Text Summarization in Python: Extractive vs. Abstractive techniques revisited

This blog is a gentle introduction to text summarization and can serve as a practical summary of the current landscape. It describes how we, a team of three students in the RaRe Incubator programme, have experimented with existing algorithms and Python tools in this domain.

We compare modern extractive methods like LexRank, LSA, Luhn and Gensim’s existing TextRank summarization module on the Opinosis dataset of 51 article-summary pairs. We also had a try with an abstractive technique using Tensorflow’s Text Summarization algorithm, but didn’t obtain good results due to its extremely high hardware demands (7000 GPU hours, ~$30k cloud credits).

Why text summarization?

With push notifications and article digests gaining more and more traction, the task of generating intelligent and accurate summaries for long pieces of text has become a popular research as well as industry problem.

There are two fundamental approaches to text summarization: extractive and abstractive. The former extracts words and word phrases from the original text to create a summary. The latter learns an internal language representation to generate more human-like summaries, paraphrasing the intent of the original text.

There are two fundamental approaches to text summarization: extractive and abstractive.
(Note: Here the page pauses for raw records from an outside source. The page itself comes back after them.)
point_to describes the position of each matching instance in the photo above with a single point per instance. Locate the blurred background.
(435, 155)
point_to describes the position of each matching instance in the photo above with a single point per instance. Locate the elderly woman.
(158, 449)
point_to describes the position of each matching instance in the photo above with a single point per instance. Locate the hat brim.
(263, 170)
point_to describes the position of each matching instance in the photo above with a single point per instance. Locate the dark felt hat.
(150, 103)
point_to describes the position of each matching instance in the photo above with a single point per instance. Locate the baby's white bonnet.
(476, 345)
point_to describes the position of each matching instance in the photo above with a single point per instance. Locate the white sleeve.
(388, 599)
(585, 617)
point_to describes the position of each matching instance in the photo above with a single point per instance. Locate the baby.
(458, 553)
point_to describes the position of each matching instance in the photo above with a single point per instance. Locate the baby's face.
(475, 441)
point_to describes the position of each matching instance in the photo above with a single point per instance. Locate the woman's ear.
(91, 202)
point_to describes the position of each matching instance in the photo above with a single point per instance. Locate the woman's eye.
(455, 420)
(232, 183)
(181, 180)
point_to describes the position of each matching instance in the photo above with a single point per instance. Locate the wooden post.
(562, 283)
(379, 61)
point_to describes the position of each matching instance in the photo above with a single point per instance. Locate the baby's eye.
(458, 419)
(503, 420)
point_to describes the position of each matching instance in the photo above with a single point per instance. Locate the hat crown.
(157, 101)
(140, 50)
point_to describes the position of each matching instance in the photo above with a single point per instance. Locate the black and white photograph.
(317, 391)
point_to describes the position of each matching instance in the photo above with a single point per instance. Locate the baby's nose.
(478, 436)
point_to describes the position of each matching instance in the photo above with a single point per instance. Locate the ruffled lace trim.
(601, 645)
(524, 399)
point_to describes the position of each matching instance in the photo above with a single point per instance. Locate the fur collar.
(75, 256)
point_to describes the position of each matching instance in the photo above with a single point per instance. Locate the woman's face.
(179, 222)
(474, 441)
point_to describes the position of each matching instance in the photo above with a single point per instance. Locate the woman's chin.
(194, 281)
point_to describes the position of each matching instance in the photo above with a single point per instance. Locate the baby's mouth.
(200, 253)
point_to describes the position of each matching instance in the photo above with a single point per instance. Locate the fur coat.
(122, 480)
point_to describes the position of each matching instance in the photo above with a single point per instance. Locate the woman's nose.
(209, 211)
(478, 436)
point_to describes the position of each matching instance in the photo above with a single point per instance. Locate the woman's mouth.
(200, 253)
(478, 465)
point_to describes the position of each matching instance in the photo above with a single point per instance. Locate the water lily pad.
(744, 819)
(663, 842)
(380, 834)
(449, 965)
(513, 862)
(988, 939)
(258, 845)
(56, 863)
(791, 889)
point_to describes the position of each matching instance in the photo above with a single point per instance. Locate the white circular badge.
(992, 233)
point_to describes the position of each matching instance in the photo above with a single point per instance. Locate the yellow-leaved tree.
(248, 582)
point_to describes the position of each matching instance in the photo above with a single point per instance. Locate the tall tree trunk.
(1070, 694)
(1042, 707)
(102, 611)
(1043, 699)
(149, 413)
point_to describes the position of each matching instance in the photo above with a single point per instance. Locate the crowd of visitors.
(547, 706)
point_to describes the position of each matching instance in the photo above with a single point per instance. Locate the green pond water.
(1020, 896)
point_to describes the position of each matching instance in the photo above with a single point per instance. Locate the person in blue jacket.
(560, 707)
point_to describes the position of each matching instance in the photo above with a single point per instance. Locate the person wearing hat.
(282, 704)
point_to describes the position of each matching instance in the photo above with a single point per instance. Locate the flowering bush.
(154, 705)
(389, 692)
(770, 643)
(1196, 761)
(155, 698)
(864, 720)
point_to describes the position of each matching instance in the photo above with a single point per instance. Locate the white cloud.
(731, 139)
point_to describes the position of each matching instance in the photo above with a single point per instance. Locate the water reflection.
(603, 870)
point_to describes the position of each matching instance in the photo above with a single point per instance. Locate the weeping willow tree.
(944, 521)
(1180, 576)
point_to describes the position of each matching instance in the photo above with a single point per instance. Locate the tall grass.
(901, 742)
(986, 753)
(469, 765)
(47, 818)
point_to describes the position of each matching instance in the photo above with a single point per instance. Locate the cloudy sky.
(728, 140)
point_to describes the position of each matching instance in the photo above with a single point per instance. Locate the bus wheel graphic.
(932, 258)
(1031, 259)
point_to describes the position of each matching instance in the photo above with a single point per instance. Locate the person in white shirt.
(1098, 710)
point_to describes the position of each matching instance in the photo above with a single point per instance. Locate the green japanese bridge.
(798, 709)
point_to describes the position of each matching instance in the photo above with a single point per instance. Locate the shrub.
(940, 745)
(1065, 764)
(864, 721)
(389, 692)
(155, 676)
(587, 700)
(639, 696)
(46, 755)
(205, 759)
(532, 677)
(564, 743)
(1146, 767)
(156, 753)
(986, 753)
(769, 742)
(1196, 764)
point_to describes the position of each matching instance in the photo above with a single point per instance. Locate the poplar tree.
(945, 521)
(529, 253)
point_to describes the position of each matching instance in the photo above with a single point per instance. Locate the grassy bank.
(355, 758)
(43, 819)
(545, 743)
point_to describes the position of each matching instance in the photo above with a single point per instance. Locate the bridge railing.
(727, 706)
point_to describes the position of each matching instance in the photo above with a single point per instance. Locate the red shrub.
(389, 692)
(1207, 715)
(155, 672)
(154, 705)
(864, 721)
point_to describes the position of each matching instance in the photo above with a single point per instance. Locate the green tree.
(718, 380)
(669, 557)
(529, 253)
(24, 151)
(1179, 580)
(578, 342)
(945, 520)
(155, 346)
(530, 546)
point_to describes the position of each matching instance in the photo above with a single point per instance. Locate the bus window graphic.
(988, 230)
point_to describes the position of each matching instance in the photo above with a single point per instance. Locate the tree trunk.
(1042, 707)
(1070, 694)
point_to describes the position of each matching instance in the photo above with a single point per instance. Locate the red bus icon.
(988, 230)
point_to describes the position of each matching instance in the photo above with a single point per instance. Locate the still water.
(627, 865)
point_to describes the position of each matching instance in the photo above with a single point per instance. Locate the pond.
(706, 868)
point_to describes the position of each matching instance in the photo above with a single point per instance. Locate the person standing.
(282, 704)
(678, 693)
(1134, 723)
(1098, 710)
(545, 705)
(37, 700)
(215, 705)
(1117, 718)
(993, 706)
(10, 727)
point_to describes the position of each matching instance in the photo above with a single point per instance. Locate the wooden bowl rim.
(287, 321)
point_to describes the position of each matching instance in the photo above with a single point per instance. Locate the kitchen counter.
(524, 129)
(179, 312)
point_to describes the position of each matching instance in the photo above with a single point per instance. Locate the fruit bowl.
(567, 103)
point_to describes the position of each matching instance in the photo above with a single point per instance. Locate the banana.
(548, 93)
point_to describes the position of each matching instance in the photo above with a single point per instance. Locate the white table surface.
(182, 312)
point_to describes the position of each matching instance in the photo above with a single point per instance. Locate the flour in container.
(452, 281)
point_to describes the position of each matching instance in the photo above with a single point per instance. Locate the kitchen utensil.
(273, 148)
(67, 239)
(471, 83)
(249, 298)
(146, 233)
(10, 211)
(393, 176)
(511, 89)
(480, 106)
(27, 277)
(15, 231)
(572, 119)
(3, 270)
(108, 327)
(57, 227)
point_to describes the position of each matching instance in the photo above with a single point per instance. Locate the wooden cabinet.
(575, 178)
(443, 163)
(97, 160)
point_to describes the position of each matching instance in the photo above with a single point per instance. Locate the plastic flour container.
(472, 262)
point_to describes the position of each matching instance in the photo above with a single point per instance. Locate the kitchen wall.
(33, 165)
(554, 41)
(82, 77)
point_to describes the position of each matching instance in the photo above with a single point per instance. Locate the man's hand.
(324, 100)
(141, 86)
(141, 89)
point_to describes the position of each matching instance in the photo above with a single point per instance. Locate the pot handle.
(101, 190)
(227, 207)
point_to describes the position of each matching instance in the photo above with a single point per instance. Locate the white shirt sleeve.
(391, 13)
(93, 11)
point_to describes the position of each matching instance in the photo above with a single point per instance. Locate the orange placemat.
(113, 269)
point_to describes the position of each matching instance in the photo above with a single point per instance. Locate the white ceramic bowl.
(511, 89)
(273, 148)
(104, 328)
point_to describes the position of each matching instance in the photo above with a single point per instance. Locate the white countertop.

Extractive Text Summarization

First, a quick description of some popular algorithms & implementations for text summarization that exist today:

Text Summarization in Gensim

gensim.summarization module implements TextRank, an unsupervised algorithm based on weighted-graphs from a paper by Mihalcea et al. It was added by another incubator student Olavur Mortensen – see his previous post on this blog. It is built on top of the popular PageRank algorithm that Google used for ranking webpages. TextRank works as follows:

Pre-process the text: remove stop words and stem the remaining words.
Create a graph where vertices are sentences.
Connect every sentence to every other sentence by an edge. The weight of the edge is how similar the two sentences are.
Run the PageRank algorithm on the graph.
Pick the vertices(sentences) with the highest PageRank score

In original TextRank the weights of an edge between two sentences is the percentage of words appearing in both of them. Gensim’s TextRank uses Okapi BM25 function to see how similar the sentences are. It is an improvement from a paper by Barrios et al..

PyTeaser

PyTeaser is a Python implementation of the Scala project TextTeaser, which is a heuristic approach for extractive text summarization.

TextTeaser associates a score with every sentence. This score is a linear combination of features extracted from that sentence. Features that TextTeaser looks at are:

titleFeature: The count of words which are common to title of the document and sentence.
sentenceLength: Authors of TextTeaser defined a constant “ideal” (with value 20), which represents the ideal length of the summary, in terms of number of words. sentenceLength is calculated as a normalized distance from this value.
sentencePosition: Normalized sentence number (position in the list of sentences).
keywordFrequency: Term frequency in the bag-of-words model (after removing stop words).

More on the sentence features for summarization see Sentence Extraction Based Single Document Summarization by Jagadeesh et al.

PyTextRank

PyTextRank is a python implementation of the original TextRank algorithm with a few enhancements like using lemmatization instead of stemming, incorporating Part-Of-Speech tagging and Named Entity Resolution, extracting key phrases from the article and extracting summary sentences based on them. Along with a summary of the article, PyTextRank also extracts meaningful key phrases from the article. PyTextRank works in four stages, each feeding its output to the next:

In the first stage, Part-of-Speech Tagging and lemmatization is performed for every sentence in the document.
In the second stage, key phrases are extracted along with their counts, and are normalized.
Calculates a score for each sentence by approximating jaccard distance between the sentence and key phrases.
Summarizes the document based on most significant sentences and key phrases.

Luhn’s Algorithm

Published in 1958, this algorithm [PDF] ranks sentences for summarization extracts by considering “significant” words, which are frequently occurring words in a document, and the linear distance between these words due to non-significant words.

LexRank

LexRank is an unsupervised graph based approach similar to TextRank. LexRank uses IDF-modified Cosine as the similarity measure between two sentences. This similarity is used as weight of the graph edge between two sentences. LexRank also incorporates an intelligent post-processing step which makes sure that top sentences chosen for the summary are not too similar to each other.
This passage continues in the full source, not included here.